Traditional white bread is usually made with sugar, canola oil, and dried, preserved yeast to leaven the dough.
Sourdough bread is usually made with no sweeteners or oils. It contains mostly whole wheat flour and water, and its secret ingredient: live yeast cultures, which is the “thing” that gives it that well known tangy flavor.
Not only does using live instead of dried yeast change the flavor, but it also means it stays fresh after being baked much longer than factory baked bread and doesn’t require any extra preservatives to ward off mold.
But it gets better.
The cultures don’t survive the baking process (bummer!), but lactic acid is created (bonus!), and that does the body a whole lot of good.
Lactic acid helps decrease the levels of phytic acid in bread (phytic acid interferes with the absorption of certain nutrients, which is a bad thing). This in turn, helps other nutrients become more readily available, digestible and absorbable. Teamwork makes the dream work.

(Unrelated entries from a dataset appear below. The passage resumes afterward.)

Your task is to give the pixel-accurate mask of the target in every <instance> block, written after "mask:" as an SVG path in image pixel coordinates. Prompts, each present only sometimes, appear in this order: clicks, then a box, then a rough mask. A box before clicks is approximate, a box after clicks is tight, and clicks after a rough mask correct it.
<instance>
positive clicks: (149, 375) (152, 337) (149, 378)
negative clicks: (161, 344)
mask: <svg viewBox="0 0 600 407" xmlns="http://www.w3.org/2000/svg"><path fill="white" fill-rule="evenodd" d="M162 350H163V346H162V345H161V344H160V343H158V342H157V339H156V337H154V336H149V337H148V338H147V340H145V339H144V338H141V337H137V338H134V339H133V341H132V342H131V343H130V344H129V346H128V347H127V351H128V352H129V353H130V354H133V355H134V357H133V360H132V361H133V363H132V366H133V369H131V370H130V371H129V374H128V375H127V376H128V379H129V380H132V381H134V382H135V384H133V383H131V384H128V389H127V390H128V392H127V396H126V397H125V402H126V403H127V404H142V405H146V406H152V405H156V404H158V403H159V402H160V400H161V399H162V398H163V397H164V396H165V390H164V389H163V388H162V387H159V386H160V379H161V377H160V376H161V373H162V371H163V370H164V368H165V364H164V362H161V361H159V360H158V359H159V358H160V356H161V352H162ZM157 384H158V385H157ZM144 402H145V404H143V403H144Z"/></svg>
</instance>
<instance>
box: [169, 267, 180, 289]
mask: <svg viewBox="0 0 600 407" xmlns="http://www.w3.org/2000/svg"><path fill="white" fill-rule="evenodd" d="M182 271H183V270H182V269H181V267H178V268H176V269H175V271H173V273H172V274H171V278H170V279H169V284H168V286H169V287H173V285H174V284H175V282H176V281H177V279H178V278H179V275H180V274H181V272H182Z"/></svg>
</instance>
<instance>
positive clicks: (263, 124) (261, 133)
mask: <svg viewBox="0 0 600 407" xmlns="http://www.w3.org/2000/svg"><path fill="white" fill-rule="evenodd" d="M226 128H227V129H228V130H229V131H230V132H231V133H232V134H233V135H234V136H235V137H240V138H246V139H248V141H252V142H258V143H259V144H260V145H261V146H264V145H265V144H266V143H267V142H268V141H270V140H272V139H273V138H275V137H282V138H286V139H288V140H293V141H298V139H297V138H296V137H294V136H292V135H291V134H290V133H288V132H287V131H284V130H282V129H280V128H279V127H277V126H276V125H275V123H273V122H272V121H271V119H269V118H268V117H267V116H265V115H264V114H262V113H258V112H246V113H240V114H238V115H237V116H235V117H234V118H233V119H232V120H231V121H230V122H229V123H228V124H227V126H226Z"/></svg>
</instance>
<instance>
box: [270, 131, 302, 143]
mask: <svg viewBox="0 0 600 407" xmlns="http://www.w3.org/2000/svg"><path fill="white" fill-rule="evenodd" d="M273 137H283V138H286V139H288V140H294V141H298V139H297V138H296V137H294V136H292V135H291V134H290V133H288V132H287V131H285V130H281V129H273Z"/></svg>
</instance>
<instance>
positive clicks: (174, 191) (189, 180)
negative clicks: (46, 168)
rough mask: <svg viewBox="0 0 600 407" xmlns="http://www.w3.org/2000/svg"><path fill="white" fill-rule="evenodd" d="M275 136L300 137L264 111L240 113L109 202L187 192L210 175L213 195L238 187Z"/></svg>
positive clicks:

However, before you run to the bakery, remember, sourdough bread is well…bread! I’m guessing you didn’t need me to tell you that.
So, as I like to remind all of my clients, too much of (almost) anything is never a good thing.
If you’re gonna eat a slice of bread with your next meal, consider making the switch from your sugary, preservativey, packaged version to tangy, crunchy on the outside, soft and chewy on the inside sourdough.
But, tear off that healthy halo and put it on your head after you eat just one slice.